Aujourd’hui, de nombreux sites ne se contentent pas d’examiner l’IP et le DNS — ils combinent aussi des données de fingerprint du navigateur, telles que :
• WebRTC
• Fuseau horaire et langue
• Analyse DNS + fingerprint
Dans ce cas, le test de fuite DNS seul ne suffit pas. Une approche courante consiste à le combiner avec l’outil ToDetect de vérification fingerprint, qui peut :
• Afficher l’état DNS en même temps
• Détecter les anomalies de fingerprint du navigateur
• Évaluer si l’environnement global est « propre »
Si vous gérez plusieurs comptes, faites chauffer des comptes, ou exigez un environnement de haute qualité, cette étape est extrêmement importante.
Beaucoup demandent : « Je n’ai rien changé — comment une fuite a-t-elle pu se produire ? » Les situations suivantes sont très courantes :
• Le DNS par défaut du système n’a jamais été modifié
• WebRTC est activé dans le navigateur
• L’outil IP / proxy route uniquement le trafic, pas le DNS
• Utilisation d’outils gratuits peu fiables
En bref : un proxy ≠ sécurité DNS garantie.
Vous pouvez changer votre DNS pour :
• DNS publics (tels que 1.1.1.1 ou 8.8.8.8)
• Ou un DNS dédié fourni par votre service de proxy
Après les modifications, lancez toujours un autre test de fuite DNS — ne vous fiez pas aux suppositions.
De nombreux navigateurs activent WebRTC par défaut, ce qui peut contourner les proxies et exposer des informations réelles. Il est recommandé de :
• Désactiver WebRTC dans les paramètres du navigateur
• Ou utiliser des extensions pour le restreindre
Ensuite, vérifiez à nouveau les résultats avec un test de fingerprint du navigateur.
Les outils de proxy de meilleure qualité incluent généralement des options comme le routage forcé du DNS via le proxy ou une protection contre les fuites DNS.
Si rien ne fonctionne, quelle que soit la configuration, le problème peut ne pas venir de votre configuration — il peut venir de l’outil lui-même.
Beaucoup ne changent que le DNS du système et ignorent un détail clé : certains navigateurs utilisent leurs propres canaux DNS indépendants, en particulier les navigateurs basés sur Chromium.
Dans ce cas, même si le système est correct, des fuites DNS peuvent toujours se produire dans le navigateur. Vous pouvez gérer cela ainsi :
• Désactiver « Secure DNS » ou « Use custom DNS » dans les paramètres du navigateur
• S’assurer que le comportement DNS est contrôlé par le système ou le proxy
• Éviter d’activer plusieurs extensions liées au DNS pour prévenir les conflits
Une fois ces étapes terminées, lancez immédiatement un autre test de fuite DNS pour confirmer que le navigateur ne résout plus les domaines de façon indépendante.
Cette méthode est peu familière à beaucoup de débutants, mais elle est très efficace en pratique. Si vous remarquez :
• Les problèmes DNS réapparaissent après un redémarrage
• Des fuites se produisent lors d’un changement de réseau
• Différents logiciels se comportent de manière incohérente sur le même ordinateur
Alors votre environnement réseau local peut interférer avec la résolution DNS. Les solutions possibles incluent :
• Utiliser un environnement isolé (comme une machine virtuelle ou un bac à sable)

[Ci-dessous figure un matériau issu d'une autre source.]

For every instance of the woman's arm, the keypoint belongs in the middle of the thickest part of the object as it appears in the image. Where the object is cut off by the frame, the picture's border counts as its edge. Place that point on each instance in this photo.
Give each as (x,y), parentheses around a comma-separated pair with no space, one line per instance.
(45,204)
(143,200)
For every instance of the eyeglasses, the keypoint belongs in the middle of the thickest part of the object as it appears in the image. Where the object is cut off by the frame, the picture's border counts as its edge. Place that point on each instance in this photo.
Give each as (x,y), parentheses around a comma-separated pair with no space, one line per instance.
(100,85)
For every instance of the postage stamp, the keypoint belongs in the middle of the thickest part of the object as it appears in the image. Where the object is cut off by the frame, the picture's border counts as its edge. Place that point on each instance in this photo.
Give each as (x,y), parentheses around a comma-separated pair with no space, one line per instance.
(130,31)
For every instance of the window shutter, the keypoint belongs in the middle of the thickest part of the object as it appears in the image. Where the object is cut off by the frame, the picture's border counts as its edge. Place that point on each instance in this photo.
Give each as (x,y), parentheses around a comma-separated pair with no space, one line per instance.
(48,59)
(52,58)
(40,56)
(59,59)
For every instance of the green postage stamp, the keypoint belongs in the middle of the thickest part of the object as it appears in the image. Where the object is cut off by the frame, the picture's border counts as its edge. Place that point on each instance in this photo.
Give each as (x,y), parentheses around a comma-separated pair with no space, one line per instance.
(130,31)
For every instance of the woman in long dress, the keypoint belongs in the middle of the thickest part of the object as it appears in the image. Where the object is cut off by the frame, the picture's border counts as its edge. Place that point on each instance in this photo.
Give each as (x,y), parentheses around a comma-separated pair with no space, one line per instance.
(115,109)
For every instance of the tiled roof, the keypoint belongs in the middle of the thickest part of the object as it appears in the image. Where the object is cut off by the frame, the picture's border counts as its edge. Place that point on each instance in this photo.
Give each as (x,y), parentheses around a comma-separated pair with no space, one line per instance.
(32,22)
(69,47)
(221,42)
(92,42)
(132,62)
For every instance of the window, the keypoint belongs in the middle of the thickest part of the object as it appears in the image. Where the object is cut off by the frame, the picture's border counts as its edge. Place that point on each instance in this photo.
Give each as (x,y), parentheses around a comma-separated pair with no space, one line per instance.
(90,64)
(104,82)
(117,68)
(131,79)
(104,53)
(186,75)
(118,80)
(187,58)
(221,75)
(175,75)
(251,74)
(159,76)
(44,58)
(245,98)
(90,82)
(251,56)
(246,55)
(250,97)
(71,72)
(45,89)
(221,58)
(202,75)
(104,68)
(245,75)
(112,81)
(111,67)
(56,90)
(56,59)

• Éviter les outils au niveau système qui modifient à répétition le DNS
• Effectuer une vérification rapide avec l’outil ToDetect fingerprint avant chaque session
Cette approche convient particulièrement aux utilisateurs qui exigent une grande stabilité de l’environnement, comme les opérations multi-comptes ou en ligne de longue durée.
Les fuites DNS ne relèvent pas de compétences techniques avancées — elles relèvent de la sensibilisation. Beaucoup rencontrent des problèmes à répétition non pas parce qu’ils ne savent pas utiliser les outils, mais parce qu’ils n’ont pas pris l’habitude de tester.
Dans un environnement de plus en plus strict en 2026, plus quelque chose est basique, plus cela devient important. Corriger rapidement les petits problèmes comme les fuites DNS rendra tout le reste — de l’expérience utilisateur à la stabilité des comptes — bien plus facile par la suite.